Per molti di noi, diciamo tra quelli nati almeno prima del 1986, era un rituale. Cercare musica tra i cd o i vinili, chiedere ai “sommi” commessi il consiglio vincente e una volta a casa “mettere su il disco” leggendo i testi (che se mancavano ci facevano infuriare). Momenti indimenticabili di un’epoca tramontata.

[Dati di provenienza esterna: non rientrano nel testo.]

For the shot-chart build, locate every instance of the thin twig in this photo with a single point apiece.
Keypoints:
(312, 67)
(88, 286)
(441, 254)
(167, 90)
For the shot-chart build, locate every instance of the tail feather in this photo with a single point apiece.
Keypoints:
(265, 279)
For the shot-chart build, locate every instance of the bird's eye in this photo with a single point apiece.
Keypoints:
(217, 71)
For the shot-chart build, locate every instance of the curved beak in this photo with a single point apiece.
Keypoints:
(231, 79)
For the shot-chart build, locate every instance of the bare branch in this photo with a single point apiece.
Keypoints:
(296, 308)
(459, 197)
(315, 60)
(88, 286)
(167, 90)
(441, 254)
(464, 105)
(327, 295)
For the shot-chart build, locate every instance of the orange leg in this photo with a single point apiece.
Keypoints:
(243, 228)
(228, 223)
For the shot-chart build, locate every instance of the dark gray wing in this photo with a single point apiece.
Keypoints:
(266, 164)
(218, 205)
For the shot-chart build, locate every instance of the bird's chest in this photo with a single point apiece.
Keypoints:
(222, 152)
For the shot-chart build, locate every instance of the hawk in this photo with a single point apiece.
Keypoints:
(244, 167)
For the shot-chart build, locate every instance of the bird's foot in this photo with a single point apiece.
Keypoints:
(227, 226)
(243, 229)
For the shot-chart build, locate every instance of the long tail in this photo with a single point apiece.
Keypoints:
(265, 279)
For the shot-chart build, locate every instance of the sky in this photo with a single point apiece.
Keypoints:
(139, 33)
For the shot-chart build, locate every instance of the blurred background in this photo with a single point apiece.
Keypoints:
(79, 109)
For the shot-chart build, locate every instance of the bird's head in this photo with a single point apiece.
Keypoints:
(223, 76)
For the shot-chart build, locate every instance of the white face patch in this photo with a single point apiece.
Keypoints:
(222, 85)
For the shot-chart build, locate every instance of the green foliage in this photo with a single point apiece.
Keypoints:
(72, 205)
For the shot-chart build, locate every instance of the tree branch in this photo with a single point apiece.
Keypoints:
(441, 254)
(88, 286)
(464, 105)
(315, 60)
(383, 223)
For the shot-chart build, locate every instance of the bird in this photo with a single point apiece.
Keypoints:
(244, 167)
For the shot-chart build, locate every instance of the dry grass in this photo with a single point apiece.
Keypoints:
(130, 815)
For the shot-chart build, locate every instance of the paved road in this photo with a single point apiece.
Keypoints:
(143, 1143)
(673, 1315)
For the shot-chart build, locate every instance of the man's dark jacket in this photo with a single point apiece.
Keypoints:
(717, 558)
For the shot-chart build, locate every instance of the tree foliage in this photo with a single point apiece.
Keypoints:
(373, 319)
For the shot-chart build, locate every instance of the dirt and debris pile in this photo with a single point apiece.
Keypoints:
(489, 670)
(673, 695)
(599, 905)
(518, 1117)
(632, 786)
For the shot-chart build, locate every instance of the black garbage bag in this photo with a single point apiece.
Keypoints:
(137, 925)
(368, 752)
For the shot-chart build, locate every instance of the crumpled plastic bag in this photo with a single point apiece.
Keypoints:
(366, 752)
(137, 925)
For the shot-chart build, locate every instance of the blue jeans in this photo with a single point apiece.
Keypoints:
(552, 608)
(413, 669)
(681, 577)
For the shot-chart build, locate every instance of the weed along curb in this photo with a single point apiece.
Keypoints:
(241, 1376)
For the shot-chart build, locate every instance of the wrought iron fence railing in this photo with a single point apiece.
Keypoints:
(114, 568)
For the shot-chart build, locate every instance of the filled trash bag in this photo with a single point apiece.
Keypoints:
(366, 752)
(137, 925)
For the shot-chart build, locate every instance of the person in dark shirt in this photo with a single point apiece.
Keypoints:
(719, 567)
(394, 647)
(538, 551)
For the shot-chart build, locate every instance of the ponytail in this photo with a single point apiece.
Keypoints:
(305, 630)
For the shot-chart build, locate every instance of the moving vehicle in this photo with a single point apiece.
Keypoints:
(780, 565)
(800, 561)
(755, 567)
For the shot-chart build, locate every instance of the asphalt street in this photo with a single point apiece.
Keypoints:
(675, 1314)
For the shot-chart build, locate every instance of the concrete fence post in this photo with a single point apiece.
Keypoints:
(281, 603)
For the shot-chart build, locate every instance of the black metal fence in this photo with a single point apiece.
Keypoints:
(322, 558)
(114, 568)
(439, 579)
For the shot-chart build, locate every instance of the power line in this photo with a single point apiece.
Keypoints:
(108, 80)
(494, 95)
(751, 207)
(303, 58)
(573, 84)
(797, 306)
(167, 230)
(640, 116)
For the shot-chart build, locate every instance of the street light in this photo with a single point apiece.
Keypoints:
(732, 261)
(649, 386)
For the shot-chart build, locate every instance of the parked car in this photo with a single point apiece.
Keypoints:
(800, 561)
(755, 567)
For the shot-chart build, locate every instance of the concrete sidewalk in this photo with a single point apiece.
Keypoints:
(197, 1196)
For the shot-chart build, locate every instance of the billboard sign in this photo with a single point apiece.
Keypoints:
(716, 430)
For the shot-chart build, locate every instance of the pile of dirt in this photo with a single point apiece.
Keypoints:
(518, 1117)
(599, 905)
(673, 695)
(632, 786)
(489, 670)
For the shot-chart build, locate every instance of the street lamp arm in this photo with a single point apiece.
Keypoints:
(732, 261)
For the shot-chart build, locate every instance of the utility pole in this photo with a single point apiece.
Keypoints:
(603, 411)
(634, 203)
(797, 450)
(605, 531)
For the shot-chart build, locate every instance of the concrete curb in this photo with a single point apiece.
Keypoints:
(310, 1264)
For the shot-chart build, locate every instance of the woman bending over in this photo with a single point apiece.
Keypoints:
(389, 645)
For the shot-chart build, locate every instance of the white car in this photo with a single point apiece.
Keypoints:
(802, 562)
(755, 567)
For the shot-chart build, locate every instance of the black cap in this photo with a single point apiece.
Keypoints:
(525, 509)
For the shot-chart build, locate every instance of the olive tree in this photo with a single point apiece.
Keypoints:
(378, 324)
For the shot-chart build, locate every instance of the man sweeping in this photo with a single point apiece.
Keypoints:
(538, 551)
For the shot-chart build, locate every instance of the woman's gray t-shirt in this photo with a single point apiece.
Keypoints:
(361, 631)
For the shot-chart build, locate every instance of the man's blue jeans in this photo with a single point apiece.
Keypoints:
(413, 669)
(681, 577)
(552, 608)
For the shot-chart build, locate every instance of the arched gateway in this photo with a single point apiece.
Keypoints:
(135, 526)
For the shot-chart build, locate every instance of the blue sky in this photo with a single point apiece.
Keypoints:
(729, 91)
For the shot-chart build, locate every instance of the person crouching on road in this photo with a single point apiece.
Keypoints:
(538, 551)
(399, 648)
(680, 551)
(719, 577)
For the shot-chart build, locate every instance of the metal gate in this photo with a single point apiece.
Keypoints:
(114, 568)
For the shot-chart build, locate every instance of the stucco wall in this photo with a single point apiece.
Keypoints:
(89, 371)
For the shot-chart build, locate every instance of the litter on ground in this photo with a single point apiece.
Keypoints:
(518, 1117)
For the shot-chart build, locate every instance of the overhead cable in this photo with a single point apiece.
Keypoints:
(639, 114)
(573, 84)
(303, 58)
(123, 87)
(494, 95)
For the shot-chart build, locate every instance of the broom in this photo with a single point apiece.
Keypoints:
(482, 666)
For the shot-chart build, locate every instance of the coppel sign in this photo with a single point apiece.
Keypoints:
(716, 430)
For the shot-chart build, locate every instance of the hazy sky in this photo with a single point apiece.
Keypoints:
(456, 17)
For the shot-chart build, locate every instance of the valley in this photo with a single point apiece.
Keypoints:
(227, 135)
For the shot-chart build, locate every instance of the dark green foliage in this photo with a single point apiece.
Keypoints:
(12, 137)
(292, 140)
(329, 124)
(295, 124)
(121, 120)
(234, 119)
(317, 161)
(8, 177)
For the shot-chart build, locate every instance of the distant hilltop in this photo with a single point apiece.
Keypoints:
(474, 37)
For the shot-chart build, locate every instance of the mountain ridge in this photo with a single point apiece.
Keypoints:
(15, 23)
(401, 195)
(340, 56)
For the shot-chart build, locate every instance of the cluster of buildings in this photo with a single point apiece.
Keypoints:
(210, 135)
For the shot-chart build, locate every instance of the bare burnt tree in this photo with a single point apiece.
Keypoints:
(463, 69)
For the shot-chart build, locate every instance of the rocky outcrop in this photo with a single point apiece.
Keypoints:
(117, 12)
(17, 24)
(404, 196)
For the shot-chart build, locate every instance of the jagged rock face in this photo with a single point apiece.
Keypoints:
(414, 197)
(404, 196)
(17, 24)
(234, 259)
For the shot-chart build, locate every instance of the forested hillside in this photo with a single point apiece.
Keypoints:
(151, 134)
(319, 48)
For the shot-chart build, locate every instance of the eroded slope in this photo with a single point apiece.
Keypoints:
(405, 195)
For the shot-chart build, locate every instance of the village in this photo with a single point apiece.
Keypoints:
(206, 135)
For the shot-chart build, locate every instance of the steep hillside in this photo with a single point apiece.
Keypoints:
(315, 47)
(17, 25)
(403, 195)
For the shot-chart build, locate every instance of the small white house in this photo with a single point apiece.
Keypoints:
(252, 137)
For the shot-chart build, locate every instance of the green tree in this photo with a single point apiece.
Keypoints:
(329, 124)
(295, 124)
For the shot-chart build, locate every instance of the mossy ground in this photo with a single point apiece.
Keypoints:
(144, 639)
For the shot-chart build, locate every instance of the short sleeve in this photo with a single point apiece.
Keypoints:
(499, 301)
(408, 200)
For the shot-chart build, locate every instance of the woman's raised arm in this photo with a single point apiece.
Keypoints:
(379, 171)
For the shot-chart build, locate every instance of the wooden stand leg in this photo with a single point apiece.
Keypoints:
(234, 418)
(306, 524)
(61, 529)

La moria di negozi di dischi non è una novità, già da tempo in città gli storici hanno chiuso uno via l’altro. Eppure, quando ho visto l’insegna di Mariposa, un nodo in gola mi ha stretto il fiato. In quel dannato negozio ho comprato decine di biglietti e ho speso svariate lire di dischi. Ora è stato riconvertito in una caffetteria contemporanea, di quelle che non sfigurerebbero in un libro di Fabio Volo. Il proprietario avrà avuto le sue buone ragioni a riconvertire il business; “è il progresso baby”.
D’altronde i supporti fonografici vecchi lasciano il posto ai file, l’aggregazione e la condivisione musicale si spostano su internet, tra forum e i-Tunes. Decidete voi se sia meglio o peggio. Per tutti i nostalgici come me, l’invito è quello di segnarsi un appuntamento in calendario: il 16 aprile per il Record Store Day, un’iniziativa planetaria, nata negli states, a difesa dei negozi di dischi in estinzione. Ci sarà anche un’edizione milanese.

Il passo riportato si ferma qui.